Callon Petroleum generated $39.9 million, or $0.17 per share, of adjusted net income during the fourth quarter, which came in $0.03 per share below the consensus estimate. Cash flow, however, was healthy at $151.6 million despite falling crude prices during the quarter, and exceeded capital expenses of $127.8 million, enabling the company to generate some free cash flow. Production, meanwhile, was strong at 41,100 barrels of oil equivalent per day (BOE/D), up 18% from the third quarter and 55% year over year. That helped push the full-year average to 32,900 BOE/D, an increase of 44% from 2017 and at the top end of the company's guidance range.
"The past year represented a significant inflection point in the maturity of our Permian operations and progression to a development model that will drive increased capital efficiency and corporate returns," stated CEO Joe Gatto. That's apparent in Callon's guidance for 2019. Overall, the company plans to spend $500 million to $525 million in capex this year, down from $583 million in 2018. That will provide the company with enough money to grow production up to a range of 39,500 to 41,500 BOE/D, which is a 23% increase at the midpoint. Further, the company can fund that capital plan with room to spare at an oil price in the low $50s.

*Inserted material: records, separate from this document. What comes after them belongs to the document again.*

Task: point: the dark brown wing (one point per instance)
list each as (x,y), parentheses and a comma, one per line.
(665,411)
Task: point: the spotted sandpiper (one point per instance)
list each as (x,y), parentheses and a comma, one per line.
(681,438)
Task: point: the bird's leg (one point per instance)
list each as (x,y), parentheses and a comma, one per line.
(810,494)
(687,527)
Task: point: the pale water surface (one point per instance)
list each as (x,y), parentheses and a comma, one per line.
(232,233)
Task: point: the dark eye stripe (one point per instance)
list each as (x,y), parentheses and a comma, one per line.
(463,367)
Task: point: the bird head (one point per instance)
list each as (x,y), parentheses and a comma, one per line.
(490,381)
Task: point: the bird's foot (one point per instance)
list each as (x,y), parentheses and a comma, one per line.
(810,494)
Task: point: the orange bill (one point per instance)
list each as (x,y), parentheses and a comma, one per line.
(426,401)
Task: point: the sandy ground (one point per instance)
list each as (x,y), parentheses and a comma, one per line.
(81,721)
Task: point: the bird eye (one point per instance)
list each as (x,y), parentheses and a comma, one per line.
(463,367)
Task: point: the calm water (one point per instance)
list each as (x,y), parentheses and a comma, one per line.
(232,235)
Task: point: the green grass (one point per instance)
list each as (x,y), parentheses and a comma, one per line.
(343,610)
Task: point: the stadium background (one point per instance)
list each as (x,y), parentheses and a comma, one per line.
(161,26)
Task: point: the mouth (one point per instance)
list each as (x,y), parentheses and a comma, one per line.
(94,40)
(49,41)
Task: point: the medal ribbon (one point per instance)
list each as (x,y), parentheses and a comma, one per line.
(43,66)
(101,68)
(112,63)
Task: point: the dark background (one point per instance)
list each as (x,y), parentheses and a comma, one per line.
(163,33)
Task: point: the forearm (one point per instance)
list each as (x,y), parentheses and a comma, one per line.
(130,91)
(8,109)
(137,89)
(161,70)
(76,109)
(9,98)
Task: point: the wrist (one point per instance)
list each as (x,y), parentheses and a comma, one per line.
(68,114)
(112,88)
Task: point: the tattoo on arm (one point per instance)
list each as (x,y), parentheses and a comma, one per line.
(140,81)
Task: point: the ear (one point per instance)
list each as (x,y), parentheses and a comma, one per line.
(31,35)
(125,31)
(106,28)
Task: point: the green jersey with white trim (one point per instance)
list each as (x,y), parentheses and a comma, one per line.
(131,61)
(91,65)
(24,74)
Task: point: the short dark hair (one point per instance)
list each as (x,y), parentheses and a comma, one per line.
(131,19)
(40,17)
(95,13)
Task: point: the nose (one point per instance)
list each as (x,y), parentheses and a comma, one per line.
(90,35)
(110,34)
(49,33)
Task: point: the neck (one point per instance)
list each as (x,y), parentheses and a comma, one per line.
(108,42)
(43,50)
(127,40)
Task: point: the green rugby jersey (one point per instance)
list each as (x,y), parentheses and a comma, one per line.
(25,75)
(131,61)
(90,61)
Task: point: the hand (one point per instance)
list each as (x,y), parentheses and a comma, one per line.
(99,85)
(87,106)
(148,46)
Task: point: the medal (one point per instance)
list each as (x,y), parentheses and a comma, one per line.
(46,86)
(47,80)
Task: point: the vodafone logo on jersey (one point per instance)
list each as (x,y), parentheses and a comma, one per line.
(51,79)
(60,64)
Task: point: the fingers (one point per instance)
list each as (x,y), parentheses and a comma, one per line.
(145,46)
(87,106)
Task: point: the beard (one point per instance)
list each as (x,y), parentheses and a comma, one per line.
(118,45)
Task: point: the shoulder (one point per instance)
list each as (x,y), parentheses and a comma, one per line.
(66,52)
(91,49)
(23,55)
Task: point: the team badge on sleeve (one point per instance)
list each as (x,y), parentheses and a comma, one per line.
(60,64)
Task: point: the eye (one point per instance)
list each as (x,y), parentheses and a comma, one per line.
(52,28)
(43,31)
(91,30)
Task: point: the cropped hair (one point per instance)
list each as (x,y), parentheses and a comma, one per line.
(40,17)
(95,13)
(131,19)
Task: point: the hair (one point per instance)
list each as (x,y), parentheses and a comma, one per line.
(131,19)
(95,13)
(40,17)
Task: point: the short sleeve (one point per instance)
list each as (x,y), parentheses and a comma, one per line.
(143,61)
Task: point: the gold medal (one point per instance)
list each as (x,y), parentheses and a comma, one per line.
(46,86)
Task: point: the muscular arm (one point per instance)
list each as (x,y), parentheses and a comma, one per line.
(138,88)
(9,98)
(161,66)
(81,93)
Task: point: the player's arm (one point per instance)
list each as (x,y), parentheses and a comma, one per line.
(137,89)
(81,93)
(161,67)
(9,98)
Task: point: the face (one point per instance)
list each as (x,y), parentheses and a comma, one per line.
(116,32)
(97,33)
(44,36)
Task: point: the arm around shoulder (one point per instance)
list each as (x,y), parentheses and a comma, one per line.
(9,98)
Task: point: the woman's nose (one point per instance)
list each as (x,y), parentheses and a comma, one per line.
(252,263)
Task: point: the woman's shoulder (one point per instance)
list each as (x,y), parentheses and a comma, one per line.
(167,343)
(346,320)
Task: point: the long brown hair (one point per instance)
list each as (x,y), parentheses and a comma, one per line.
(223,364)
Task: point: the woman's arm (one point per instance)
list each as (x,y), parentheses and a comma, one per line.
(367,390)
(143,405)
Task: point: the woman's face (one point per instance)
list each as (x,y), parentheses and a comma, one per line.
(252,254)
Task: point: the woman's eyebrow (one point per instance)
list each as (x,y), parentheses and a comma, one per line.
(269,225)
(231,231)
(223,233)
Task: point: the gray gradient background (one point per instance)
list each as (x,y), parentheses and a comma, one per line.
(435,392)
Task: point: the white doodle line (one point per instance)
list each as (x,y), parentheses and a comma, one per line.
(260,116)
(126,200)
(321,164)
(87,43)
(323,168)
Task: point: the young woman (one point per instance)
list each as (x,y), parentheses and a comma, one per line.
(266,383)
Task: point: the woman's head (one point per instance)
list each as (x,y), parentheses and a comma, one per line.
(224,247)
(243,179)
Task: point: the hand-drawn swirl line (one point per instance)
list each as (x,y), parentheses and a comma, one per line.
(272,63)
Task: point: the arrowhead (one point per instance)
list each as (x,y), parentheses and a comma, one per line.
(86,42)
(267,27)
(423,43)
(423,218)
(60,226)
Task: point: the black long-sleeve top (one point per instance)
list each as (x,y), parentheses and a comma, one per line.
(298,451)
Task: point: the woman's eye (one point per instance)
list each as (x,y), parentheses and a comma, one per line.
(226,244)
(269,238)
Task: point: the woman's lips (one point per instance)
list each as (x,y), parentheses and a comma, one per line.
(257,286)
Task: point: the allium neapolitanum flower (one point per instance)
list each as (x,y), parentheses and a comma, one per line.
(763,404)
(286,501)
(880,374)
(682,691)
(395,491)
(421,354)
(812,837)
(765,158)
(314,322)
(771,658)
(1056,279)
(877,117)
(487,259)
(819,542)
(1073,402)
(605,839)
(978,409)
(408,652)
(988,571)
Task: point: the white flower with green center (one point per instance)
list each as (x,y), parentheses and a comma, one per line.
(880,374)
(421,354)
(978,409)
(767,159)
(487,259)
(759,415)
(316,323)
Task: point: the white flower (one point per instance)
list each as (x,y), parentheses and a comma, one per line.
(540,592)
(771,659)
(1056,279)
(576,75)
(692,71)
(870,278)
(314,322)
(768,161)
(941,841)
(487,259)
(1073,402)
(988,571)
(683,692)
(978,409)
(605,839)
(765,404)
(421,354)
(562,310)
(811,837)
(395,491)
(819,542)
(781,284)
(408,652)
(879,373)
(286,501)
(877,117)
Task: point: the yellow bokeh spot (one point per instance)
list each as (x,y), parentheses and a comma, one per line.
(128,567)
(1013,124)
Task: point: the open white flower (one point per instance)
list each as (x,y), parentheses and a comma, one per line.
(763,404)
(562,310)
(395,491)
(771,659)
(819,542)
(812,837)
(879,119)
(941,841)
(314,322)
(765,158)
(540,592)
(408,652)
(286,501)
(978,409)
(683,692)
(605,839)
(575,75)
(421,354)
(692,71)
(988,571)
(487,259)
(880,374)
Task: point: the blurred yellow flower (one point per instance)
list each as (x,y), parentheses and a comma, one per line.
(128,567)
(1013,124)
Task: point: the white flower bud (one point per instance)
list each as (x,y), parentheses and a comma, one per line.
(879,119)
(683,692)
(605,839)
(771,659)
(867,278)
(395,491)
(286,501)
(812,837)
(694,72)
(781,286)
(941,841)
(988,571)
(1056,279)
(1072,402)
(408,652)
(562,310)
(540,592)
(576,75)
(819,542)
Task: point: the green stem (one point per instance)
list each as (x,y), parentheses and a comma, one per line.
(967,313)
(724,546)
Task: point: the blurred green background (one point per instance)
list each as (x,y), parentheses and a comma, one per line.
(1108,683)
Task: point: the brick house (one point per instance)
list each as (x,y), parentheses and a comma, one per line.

Callon Petroleum is joining a growing list of oil companies that can deliver strong growth rates while generating free cash flow on oil prices in the low $50s. That will enable the company to thrive in the current market, since it can maintain its pace if oil declines but cash in if crude remains at its current level in the upper $50s. That ability to generate excess cash at lower prices gives the company the flexibility to shore up its balance sheet, make acquisitions, or return capital to investors.